Her hands were in Gustav’s, and her praying eyes pierced the heart of Selaka.

“My child, you know not what you ask. I tell you, the man is a Turk. It is mad, it is base of you to be willing to give yourself to him. Do not force me to renounce you.”

She dropped Gustav’s hands, and her face was blanched in a transport of pain.

“Oh, father, blame me not. Your voice has never yet been harsh to me. I am young. Show me some pity. Think what it is, on the threshold of life, to be asked to relinquish life’s best happiness. Plead with me—you,” she urged Gustav, her brows drawn in one line of repressed anguish.

“Sir, is there any sacrifice you will be satisfied with as a proof that for her sake I must utterly renounce my nationality? If I adopt Greece as my home, and your name instead of mine? Inarime is my life, my world, my future,” cried Gustav.

“You are a Turk. You cannot undo or alter that fact.”

“Father, I cannot give him up,” said Inarime.

“Then you are dead to me. Choose between us, my child. Marry him, and go hence without a father. Drop your past, and take up your future alone.”

“Oh, sir, this is a cruel choice for so tender a daughter. I cannot allow it,” Gustav protested.

“It is my decision. Choose at once, Inarime.”

“Leave you, father, or leave—him?” she said, slowly, dazed with the stress of the moment.

She looked from one to the other, and then with a little sob flung out her arms towards her father, her eyes fastened in piteous entreaty on Gustav’s.

“You will forgive me,” she whispered to Gustav; “you will understand? My father! I cannot leave him. He cared so greatly for me. It would be wicked. It would be cruel. He is old. We are young. Oh, dear God, help me!” she cried, in shuddering sobs, but when her father approached to touch her, she shrank from him in a kind of dismay and repugnance.

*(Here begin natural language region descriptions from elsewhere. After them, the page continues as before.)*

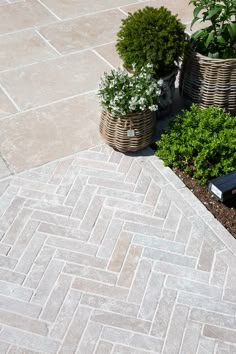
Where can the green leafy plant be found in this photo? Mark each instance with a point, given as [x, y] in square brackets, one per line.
[154, 36]
[218, 40]
[121, 92]
[201, 142]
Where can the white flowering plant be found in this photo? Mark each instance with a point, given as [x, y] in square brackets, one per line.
[121, 92]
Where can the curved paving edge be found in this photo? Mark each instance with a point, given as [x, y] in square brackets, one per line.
[102, 252]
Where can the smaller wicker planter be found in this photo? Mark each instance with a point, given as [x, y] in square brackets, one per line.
[209, 81]
[132, 132]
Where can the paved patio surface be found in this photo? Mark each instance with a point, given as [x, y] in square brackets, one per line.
[100, 252]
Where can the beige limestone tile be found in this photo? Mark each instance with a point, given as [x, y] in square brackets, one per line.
[53, 80]
[83, 32]
[38, 136]
[28, 47]
[108, 52]
[73, 8]
[177, 7]
[6, 106]
[4, 171]
[24, 14]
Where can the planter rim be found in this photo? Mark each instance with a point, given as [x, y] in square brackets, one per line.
[204, 57]
[125, 116]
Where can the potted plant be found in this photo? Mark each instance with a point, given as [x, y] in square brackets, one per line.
[128, 101]
[208, 74]
[153, 35]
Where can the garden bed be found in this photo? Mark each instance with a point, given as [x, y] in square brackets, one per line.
[224, 213]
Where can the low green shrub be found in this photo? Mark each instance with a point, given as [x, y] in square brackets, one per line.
[201, 142]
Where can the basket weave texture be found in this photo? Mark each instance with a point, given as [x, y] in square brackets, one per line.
[115, 130]
[209, 81]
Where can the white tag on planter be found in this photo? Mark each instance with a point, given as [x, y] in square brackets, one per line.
[130, 133]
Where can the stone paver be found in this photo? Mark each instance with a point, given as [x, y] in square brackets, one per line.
[99, 274]
[100, 252]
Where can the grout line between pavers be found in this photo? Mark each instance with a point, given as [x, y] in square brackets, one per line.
[11, 99]
[49, 10]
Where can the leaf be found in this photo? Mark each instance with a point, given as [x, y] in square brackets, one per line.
[231, 27]
[214, 12]
[220, 40]
[197, 10]
[215, 55]
[194, 21]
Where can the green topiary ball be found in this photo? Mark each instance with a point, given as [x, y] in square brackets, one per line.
[152, 35]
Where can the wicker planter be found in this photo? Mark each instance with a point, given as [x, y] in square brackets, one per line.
[209, 81]
[132, 132]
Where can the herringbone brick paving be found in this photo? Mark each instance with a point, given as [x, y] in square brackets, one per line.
[108, 253]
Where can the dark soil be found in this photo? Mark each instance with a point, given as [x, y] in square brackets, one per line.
[225, 213]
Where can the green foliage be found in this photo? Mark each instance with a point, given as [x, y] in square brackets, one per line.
[201, 142]
[218, 40]
[121, 93]
[152, 36]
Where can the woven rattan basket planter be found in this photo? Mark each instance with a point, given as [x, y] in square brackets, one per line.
[117, 131]
[209, 81]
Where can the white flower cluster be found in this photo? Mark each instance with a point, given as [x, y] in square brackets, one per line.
[121, 93]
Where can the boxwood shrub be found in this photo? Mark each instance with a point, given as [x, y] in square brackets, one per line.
[152, 35]
[201, 142]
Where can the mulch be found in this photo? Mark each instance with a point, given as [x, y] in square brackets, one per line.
[224, 213]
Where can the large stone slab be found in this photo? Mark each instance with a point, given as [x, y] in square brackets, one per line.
[73, 8]
[4, 171]
[108, 52]
[83, 32]
[23, 14]
[6, 106]
[28, 47]
[42, 135]
[180, 8]
[54, 80]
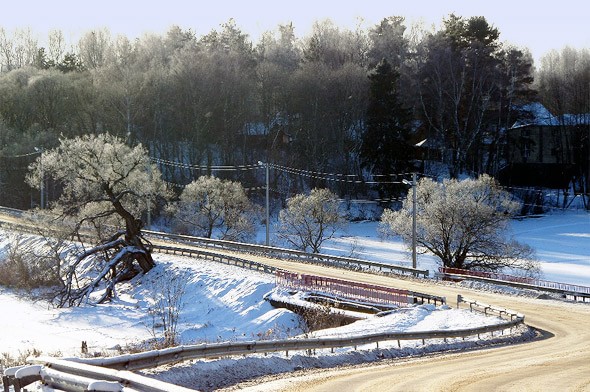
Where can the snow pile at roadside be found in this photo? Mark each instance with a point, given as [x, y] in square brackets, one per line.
[220, 303]
[209, 375]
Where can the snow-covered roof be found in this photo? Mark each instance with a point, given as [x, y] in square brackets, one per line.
[540, 115]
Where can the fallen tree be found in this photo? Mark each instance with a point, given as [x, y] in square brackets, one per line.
[106, 187]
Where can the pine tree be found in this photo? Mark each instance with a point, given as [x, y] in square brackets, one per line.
[385, 149]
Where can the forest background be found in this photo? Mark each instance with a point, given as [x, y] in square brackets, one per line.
[220, 104]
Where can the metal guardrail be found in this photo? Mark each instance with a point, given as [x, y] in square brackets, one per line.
[280, 253]
[67, 375]
[155, 358]
[575, 291]
[114, 373]
[219, 257]
[283, 253]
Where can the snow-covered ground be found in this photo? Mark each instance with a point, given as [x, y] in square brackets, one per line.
[561, 241]
[224, 303]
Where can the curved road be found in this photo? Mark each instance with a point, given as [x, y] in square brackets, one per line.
[559, 362]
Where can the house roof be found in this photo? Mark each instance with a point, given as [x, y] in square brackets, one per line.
[539, 115]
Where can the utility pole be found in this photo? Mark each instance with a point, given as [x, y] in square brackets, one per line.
[413, 184]
[267, 203]
[42, 196]
[414, 264]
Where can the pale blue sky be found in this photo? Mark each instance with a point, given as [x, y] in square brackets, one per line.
[539, 25]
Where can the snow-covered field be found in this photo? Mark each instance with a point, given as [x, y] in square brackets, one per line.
[225, 303]
[561, 241]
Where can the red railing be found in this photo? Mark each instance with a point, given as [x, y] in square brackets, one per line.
[345, 289]
[565, 287]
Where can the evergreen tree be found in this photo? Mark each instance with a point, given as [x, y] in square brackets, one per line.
[385, 149]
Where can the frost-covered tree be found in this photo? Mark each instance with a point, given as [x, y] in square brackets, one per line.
[210, 205]
[463, 223]
[106, 185]
[309, 220]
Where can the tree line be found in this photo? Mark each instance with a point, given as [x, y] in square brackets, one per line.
[337, 100]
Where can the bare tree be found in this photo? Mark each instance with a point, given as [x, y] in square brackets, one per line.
[310, 220]
[106, 186]
[463, 223]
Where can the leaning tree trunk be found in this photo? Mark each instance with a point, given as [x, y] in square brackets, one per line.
[133, 237]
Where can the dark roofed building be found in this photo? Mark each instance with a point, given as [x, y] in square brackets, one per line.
[548, 151]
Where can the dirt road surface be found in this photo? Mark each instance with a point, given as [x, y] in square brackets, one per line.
[560, 361]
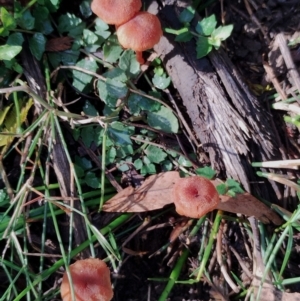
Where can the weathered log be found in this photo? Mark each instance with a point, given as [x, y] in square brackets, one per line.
[228, 120]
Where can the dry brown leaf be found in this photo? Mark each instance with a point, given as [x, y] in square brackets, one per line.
[247, 204]
[156, 192]
[59, 44]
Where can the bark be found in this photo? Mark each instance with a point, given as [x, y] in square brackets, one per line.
[228, 120]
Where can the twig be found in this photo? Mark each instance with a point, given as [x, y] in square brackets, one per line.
[220, 260]
[285, 51]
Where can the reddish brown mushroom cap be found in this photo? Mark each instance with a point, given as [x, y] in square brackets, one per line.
[91, 281]
[115, 11]
[140, 33]
[195, 196]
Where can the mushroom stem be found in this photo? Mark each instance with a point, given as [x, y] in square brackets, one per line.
[139, 57]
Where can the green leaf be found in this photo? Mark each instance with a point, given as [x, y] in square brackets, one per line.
[203, 47]
[222, 189]
[166, 165]
[110, 155]
[85, 9]
[116, 88]
[89, 109]
[89, 37]
[222, 32]
[68, 22]
[123, 166]
[117, 74]
[161, 81]
[92, 180]
[138, 164]
[104, 95]
[15, 39]
[112, 49]
[87, 135]
[234, 187]
[81, 79]
[184, 37]
[4, 198]
[184, 161]
[164, 120]
[148, 169]
[79, 171]
[155, 154]
[42, 20]
[37, 44]
[206, 26]
[124, 150]
[118, 133]
[206, 172]
[8, 22]
[26, 21]
[129, 64]
[187, 15]
[137, 102]
[102, 31]
[3, 113]
[8, 52]
[214, 42]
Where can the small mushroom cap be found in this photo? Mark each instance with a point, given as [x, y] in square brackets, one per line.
[91, 281]
[195, 196]
[115, 11]
[141, 32]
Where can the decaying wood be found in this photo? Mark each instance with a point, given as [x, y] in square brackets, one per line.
[228, 120]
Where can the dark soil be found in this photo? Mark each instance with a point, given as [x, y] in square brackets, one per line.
[250, 45]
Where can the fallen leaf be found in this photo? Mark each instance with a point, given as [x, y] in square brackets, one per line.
[156, 192]
[59, 44]
[247, 204]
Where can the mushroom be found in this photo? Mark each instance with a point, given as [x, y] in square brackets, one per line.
[90, 280]
[140, 33]
[195, 196]
[115, 11]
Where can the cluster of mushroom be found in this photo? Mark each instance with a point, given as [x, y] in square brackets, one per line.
[90, 281]
[195, 196]
[136, 30]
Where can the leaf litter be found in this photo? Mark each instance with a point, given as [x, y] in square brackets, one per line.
[156, 191]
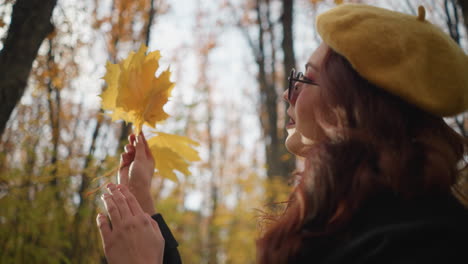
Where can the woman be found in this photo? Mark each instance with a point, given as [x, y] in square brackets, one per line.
[382, 166]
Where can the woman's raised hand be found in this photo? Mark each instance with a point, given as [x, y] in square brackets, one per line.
[136, 171]
[134, 237]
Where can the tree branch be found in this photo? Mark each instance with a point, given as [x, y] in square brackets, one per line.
[30, 24]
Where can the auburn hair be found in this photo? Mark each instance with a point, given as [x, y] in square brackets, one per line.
[383, 144]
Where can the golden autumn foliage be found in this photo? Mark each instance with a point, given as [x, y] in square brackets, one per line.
[133, 93]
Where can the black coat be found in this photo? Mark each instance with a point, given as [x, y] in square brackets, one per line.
[388, 230]
[385, 230]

Shaken by an answering force of agony, Gustav was on his knees before her, kissing her dress, her feet, her icy fingers. She trembled, and a wave of colour spread over her face as she stooped and pressed her hands against his wet eyes.

“Dearest, it will be worse for me,” she murmured.

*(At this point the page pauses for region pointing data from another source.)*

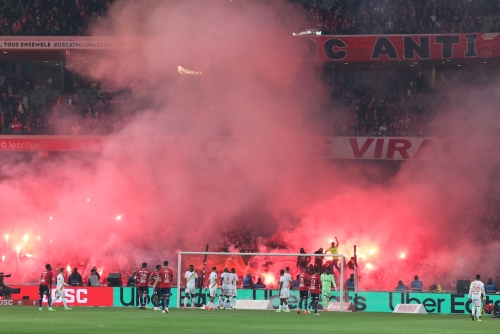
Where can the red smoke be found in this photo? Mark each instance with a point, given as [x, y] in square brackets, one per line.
[252, 101]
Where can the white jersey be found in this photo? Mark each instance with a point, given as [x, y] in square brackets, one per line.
[476, 290]
[234, 280]
[226, 280]
[60, 282]
[190, 277]
[286, 281]
[212, 280]
[290, 279]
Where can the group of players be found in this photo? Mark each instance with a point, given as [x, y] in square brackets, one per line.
[477, 297]
[310, 285]
[46, 284]
[228, 284]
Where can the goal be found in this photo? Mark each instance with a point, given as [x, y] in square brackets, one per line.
[265, 266]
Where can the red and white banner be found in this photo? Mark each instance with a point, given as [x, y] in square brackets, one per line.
[406, 148]
[335, 306]
[52, 143]
[399, 47]
[377, 148]
[75, 296]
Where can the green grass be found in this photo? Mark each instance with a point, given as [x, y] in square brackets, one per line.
[127, 320]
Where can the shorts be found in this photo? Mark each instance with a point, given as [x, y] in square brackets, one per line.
[60, 293]
[190, 290]
[43, 290]
[284, 293]
[165, 292]
[226, 290]
[142, 290]
[476, 302]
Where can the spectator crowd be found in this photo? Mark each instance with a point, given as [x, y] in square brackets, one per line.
[50, 17]
[344, 17]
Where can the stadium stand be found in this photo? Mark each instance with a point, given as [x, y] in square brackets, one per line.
[400, 17]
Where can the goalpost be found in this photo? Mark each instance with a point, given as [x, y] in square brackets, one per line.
[264, 265]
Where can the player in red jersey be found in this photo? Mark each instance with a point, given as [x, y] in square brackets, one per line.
[314, 289]
[156, 290]
[303, 289]
[492, 309]
[164, 280]
[44, 287]
[141, 282]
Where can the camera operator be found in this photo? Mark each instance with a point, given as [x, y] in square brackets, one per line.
[75, 279]
[303, 261]
[1, 279]
[3, 287]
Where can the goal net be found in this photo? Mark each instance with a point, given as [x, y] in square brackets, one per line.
[259, 275]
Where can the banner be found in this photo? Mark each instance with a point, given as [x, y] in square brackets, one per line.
[356, 148]
[399, 47]
[51, 143]
[438, 303]
[40, 43]
[405, 148]
[75, 296]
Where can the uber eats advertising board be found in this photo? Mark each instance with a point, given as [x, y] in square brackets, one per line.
[439, 303]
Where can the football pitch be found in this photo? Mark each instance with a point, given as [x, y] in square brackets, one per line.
[127, 320]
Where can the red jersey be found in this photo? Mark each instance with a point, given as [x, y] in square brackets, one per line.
[166, 276]
[154, 275]
[304, 282]
[314, 281]
[46, 278]
[142, 278]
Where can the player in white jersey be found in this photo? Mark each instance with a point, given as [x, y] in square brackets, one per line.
[289, 277]
[284, 290]
[226, 287]
[476, 295]
[60, 292]
[190, 283]
[234, 283]
[212, 287]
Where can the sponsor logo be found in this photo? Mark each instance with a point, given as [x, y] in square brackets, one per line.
[73, 296]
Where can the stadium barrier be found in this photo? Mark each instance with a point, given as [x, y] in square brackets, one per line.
[326, 147]
[366, 301]
[75, 296]
[410, 308]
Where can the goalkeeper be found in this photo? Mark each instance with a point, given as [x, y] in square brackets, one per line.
[327, 281]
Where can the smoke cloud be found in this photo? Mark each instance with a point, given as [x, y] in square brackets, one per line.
[202, 151]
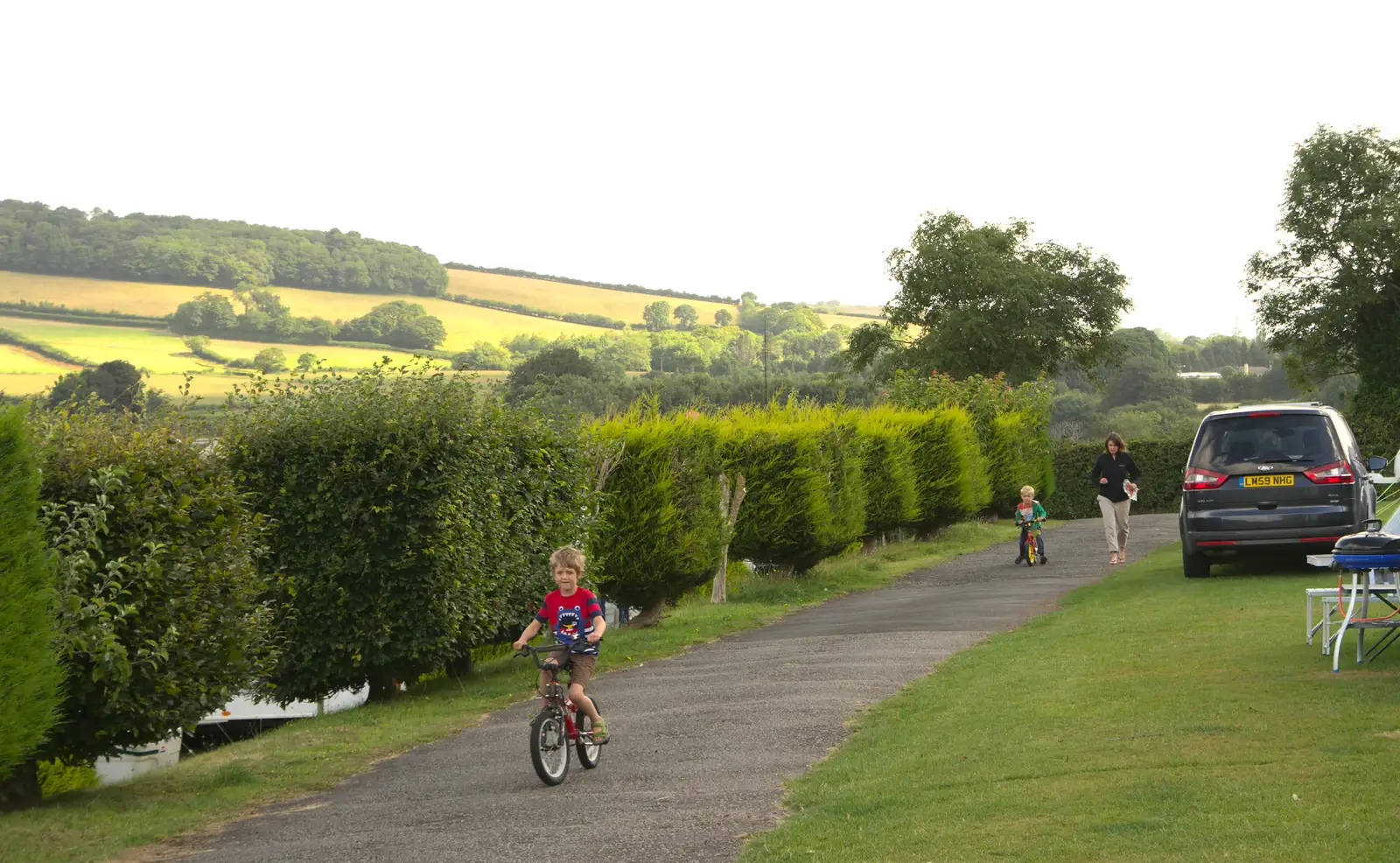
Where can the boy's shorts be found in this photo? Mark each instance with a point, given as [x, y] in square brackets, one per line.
[580, 667]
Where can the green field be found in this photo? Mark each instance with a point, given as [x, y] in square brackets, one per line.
[315, 754]
[564, 298]
[161, 354]
[466, 324]
[1152, 719]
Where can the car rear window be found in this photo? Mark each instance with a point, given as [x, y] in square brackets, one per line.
[1284, 438]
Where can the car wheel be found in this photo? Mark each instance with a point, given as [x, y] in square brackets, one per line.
[1196, 566]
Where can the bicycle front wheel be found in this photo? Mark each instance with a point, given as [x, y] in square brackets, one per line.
[550, 746]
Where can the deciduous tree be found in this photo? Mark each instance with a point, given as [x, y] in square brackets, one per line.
[984, 298]
[1329, 296]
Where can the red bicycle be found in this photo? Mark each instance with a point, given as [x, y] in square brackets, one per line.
[560, 725]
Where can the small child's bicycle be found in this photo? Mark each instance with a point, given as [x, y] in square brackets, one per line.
[560, 725]
[1033, 543]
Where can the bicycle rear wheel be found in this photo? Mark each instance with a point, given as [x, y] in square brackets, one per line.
[550, 746]
[588, 753]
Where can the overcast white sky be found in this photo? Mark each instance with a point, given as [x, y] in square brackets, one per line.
[776, 147]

“It is monstrous. I cannot, I will not accept dismissal. Youth is the time of ardent purpose and revolt. Every nerve in our bodies, every beat of our hearts must revolt against such cruelty. Your father must relent if we both join against him.”

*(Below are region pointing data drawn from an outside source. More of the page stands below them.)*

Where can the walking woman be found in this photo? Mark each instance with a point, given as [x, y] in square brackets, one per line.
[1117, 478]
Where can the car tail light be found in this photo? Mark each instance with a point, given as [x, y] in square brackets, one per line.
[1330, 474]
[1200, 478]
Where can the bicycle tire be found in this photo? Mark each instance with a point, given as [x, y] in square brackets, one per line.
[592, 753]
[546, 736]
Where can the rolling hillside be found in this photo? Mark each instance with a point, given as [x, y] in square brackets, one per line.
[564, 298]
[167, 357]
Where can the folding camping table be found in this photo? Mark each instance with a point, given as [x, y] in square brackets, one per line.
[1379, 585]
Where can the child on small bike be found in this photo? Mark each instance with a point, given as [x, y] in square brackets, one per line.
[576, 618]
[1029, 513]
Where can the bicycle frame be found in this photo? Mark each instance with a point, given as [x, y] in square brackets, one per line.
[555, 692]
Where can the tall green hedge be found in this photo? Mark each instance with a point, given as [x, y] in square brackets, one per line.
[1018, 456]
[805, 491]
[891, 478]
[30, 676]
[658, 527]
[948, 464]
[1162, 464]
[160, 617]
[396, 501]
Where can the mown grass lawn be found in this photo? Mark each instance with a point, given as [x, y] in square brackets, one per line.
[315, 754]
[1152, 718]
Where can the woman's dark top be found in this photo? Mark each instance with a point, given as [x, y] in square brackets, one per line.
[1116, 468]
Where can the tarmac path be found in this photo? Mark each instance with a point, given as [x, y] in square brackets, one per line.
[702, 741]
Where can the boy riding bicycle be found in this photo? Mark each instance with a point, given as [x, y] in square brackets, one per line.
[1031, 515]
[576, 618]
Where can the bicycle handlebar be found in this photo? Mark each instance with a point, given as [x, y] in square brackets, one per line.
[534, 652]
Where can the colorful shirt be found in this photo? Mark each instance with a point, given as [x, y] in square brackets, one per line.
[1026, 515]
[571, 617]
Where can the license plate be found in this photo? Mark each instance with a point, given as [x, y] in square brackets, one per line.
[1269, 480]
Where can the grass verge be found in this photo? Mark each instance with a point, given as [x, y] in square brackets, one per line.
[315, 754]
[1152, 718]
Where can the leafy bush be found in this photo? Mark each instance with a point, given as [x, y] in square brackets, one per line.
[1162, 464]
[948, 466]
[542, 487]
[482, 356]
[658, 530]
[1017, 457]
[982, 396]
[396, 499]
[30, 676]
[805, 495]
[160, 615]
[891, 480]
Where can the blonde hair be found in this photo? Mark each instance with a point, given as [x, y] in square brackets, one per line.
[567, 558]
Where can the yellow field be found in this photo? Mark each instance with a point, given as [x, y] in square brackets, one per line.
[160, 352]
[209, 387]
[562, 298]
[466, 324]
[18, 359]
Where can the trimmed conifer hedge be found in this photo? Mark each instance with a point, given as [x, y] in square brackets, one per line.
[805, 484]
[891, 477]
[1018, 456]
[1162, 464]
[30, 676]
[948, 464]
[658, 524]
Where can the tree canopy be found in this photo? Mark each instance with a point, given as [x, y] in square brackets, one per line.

“I will not relent. Stand up, Herr Reineke. Accept your sentence like a man, and be not less brave than a mere child.”

Thus chidden, Reineke stood up, like one struck mortally. His glance never left Inarime’s and both were filled with an unfathomable tenderness.

“Go, my daughter, to your room. This gentleman and I will start at once for Xinara.”

Inarime made a step back towards the window, her face still turned to Reineke’s, as a flower’s to the sun.

“Inarime!” cried Gustav, and in an instant she had bounded across the terrace, and was clinging to him as if for sheer life.

“You see, sir,” said Gustav, looking up triumphantly, when their lips were parted. “Love is ever conqueror.”

“I think not. My daughter, say at once, is this our parting—our last parting and our first?”

Inarime lifted her head and removed her arms from her lover’s neck. She gazed questioningly at both men, begged for pity from the one, and for strength from the other.

The old man was sad and stern, as immovable as his own great Castro. Gustav’s beautiful Eastern face was aflame and radiant in youth and strength and passion.

Could she forsake the old and worn?

“Not that, father, not that,” she cried.

“Then leave that man and go inside.”

“I will obey you, father,” she said. “Farewell,” she cried, turning to Gustav, and with one long look she passed from the terrace.